Hey Simon, can tell you’ve been like a kid in a candy shop during your visit to Japan. Can’t wait to consume all the features, post questions and eventually visit one day.


Simon, I can’t wait for the subsequent articles. I’ll be in Japan May through June flying over with a half empty suitcase. Although I have my favorite shops I’m always looking for new discoveries. Have you ever been to Komeyho in Shinjuku? That’s my go-to for NOS and gently used clothing in Tokyo.


Exciting Simon, lovely. I was attentively following your quest with Alex on Instagram, looked amazing.

Hoping to book a trip myself in the next year or two, God willing, and your guides/articles can act as a nice starting point for my planning, cheers for the reminder.

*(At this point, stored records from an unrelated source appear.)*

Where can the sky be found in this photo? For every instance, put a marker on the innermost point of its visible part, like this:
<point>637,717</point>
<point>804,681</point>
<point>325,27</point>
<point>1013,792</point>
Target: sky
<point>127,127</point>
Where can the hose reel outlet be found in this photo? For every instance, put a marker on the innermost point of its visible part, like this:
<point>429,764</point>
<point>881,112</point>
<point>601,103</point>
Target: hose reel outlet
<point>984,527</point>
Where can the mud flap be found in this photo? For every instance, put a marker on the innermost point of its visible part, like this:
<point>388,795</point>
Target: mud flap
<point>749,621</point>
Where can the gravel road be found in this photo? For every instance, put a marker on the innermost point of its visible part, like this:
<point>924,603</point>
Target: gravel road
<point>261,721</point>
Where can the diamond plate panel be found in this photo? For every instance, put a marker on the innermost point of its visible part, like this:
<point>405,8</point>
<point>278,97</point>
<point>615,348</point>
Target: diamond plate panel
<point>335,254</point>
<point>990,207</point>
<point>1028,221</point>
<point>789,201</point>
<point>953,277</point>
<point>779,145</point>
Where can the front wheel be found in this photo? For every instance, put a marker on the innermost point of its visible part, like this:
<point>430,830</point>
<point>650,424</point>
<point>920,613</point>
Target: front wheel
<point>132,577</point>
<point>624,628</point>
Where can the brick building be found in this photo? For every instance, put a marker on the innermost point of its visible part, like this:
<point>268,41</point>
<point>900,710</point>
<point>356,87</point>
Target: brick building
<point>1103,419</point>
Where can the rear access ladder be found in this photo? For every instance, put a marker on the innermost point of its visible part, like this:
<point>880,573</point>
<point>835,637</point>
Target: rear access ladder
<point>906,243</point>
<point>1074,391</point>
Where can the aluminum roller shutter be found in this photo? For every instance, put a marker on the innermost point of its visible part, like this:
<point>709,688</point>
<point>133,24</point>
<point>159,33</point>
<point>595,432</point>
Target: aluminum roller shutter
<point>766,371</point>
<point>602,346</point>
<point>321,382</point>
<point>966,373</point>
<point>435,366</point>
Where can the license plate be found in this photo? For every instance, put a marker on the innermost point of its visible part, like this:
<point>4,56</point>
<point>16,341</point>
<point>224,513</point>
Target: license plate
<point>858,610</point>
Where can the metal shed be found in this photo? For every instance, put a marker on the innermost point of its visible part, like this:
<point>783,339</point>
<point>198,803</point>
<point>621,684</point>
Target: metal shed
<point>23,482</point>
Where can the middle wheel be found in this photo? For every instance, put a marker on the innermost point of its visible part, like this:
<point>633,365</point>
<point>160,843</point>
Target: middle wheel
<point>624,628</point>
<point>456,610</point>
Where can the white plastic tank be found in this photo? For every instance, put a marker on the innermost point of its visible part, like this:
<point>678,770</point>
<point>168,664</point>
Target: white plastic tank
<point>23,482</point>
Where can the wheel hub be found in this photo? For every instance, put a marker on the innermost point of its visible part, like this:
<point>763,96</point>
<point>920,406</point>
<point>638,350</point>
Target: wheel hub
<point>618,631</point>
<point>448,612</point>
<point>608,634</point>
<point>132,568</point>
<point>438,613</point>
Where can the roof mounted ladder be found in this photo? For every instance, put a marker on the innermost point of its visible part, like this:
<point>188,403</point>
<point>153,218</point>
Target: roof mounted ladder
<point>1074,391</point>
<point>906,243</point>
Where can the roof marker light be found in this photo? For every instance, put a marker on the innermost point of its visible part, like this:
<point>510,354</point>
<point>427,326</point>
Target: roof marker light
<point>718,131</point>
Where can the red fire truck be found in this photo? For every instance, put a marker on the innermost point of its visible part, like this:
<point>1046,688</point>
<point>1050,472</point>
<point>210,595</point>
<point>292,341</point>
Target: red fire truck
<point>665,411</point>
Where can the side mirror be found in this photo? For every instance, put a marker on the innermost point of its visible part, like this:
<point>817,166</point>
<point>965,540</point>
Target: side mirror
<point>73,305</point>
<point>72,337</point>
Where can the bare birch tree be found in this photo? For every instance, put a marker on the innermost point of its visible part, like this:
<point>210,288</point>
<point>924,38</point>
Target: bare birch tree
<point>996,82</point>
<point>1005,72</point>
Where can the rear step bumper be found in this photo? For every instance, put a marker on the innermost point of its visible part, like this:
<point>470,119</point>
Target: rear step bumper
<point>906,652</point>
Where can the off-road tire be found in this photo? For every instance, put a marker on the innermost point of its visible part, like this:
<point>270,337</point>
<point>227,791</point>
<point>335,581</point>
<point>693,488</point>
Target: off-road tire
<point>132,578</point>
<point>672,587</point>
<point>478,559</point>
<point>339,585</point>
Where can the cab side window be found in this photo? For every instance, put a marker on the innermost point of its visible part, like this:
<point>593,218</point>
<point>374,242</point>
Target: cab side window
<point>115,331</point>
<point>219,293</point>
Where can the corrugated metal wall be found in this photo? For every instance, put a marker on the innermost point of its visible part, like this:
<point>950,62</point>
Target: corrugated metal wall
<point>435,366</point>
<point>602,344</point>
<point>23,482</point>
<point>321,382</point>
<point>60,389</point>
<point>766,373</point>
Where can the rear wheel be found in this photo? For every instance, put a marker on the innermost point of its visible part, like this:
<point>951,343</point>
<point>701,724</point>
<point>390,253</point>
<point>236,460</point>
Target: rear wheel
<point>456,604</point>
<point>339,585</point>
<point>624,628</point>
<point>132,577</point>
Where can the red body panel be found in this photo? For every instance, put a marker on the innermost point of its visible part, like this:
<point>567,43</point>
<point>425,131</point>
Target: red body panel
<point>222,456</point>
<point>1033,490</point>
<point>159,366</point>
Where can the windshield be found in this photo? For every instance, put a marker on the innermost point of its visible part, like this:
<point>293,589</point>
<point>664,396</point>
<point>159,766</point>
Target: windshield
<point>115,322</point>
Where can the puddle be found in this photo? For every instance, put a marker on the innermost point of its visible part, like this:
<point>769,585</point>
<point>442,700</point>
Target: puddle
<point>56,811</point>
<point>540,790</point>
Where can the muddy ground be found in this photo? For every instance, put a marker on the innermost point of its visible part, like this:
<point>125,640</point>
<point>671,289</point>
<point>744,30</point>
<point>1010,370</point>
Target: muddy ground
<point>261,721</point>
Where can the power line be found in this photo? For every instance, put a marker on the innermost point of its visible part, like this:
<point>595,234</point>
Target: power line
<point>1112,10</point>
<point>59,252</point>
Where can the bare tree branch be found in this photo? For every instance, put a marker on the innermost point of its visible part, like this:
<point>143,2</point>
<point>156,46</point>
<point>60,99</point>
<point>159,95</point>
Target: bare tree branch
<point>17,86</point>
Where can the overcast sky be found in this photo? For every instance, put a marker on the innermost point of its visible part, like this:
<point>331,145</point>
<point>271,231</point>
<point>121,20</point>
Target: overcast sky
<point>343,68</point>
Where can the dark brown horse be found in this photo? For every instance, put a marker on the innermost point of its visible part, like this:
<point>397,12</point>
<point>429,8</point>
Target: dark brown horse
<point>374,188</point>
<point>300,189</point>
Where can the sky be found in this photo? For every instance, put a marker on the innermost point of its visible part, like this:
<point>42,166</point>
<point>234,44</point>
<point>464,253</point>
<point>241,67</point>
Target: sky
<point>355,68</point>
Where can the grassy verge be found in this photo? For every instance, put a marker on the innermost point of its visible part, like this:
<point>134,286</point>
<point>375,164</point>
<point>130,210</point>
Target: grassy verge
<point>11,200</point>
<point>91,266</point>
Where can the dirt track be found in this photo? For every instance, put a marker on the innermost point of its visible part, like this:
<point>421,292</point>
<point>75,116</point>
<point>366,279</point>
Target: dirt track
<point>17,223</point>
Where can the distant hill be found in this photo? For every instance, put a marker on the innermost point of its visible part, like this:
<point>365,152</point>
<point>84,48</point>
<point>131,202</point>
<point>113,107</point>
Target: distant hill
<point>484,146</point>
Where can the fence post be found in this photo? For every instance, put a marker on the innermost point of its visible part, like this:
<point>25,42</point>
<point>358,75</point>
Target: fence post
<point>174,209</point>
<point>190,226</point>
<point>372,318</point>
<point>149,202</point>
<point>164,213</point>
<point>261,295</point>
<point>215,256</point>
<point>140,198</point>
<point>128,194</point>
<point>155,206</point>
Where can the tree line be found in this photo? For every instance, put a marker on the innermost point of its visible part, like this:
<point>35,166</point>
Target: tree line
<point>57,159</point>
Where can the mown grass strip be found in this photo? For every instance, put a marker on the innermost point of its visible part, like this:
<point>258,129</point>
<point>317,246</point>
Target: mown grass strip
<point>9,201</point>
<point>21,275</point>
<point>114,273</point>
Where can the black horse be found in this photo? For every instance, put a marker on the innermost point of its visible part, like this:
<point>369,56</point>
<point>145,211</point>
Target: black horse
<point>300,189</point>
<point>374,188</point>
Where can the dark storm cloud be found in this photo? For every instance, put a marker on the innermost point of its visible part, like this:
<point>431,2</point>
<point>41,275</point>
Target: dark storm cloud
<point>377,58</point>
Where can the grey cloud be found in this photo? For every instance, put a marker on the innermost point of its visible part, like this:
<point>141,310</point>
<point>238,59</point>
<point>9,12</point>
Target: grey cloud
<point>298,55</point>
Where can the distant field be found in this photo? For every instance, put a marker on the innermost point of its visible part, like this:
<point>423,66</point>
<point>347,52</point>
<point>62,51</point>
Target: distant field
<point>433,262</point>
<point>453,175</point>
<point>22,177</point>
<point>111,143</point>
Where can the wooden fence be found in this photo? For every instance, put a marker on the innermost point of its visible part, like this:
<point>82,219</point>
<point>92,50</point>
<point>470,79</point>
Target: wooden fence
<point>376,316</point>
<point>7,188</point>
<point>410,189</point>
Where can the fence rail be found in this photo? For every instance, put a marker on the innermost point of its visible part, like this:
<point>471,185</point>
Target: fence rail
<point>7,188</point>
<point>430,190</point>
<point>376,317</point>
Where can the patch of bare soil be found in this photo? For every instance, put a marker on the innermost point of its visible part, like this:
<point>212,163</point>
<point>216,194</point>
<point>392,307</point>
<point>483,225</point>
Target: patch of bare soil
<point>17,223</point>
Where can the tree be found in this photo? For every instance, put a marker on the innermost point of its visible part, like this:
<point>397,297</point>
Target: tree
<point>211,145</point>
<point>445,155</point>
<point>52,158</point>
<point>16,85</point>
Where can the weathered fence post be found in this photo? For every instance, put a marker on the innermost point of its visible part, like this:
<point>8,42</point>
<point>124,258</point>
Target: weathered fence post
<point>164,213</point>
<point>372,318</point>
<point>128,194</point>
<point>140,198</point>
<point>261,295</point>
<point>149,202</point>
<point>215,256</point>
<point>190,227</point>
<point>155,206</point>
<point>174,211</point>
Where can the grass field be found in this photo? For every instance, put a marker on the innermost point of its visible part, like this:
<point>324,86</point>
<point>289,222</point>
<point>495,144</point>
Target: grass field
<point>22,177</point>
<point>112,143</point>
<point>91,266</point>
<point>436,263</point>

Will save any questions and further discussion/expansion for the related articles to come, can’t wait!

Dan James

“If I had known you were coming, I would have baked a cake.” Joking aside, look forward to the articles which will hopefully give me some more places to visit in the Tokyo and Osaka/Kobe area. I know you have covered them before but I think a return visit to the denim manufacturers in the Okayama/Kurashiki area would have been interesting to see if the post-pandemic shift towards more casual clothing has had an effect on styles of jeans or weights of denim.
Perhaps next time?


Hi Simon,
Thanks for this preview. I’m looking forward for the full report.
In the meantime, I would like to share with you and all PS readers a current trend in the menswear industry I’ve found scarry to say the least. I’ve no idea whether it would be anyhow relevant to our coming conversation about Japan.
A look at – among other oddities – what “chelsea boots” could also mean today:


I’ve just got back after spending a month in Japan (my first trip) – split between Tokyo and Kyoto. I tried to visit many of your recommendations in your sartorial guide. I was overwhelmed at Isetan Men plus a side trip to Dover St market with my wife. Did manage to time it right with a new drop at 45R in Kyoto and Full Count Tokyo (both gave great service esp 45R in both Kyoto and Tokyo).
I was keen to pick up some flannels (wrong season) and shoes – retailers generally dont stock size 10 / 10.5.
My children had a great time in the vintage stores – picking up some really good items.
I can wait to get back (after reading your updates) and I’ll be better prepared and more focused.
Thank you for your informative and engaging writing.

Eric Roy

Hi Simon, did you stay at a traditional Ryokan, or experience a Kaiseki meal?


Hi Simon, love those western belts. Just wondering if you could give us some info on them?
Thank you

Jamie Ward

‘Last week I was in Japan for 10 days’. Wow, how long are the weeks there? Joking aside, good article Simon

Joseh Schofield

The sartorial shopping guide link doesn’t seem to be working. Thanks!


Hi Simon, the link to the Tokyo Shopping Guide isn’t working.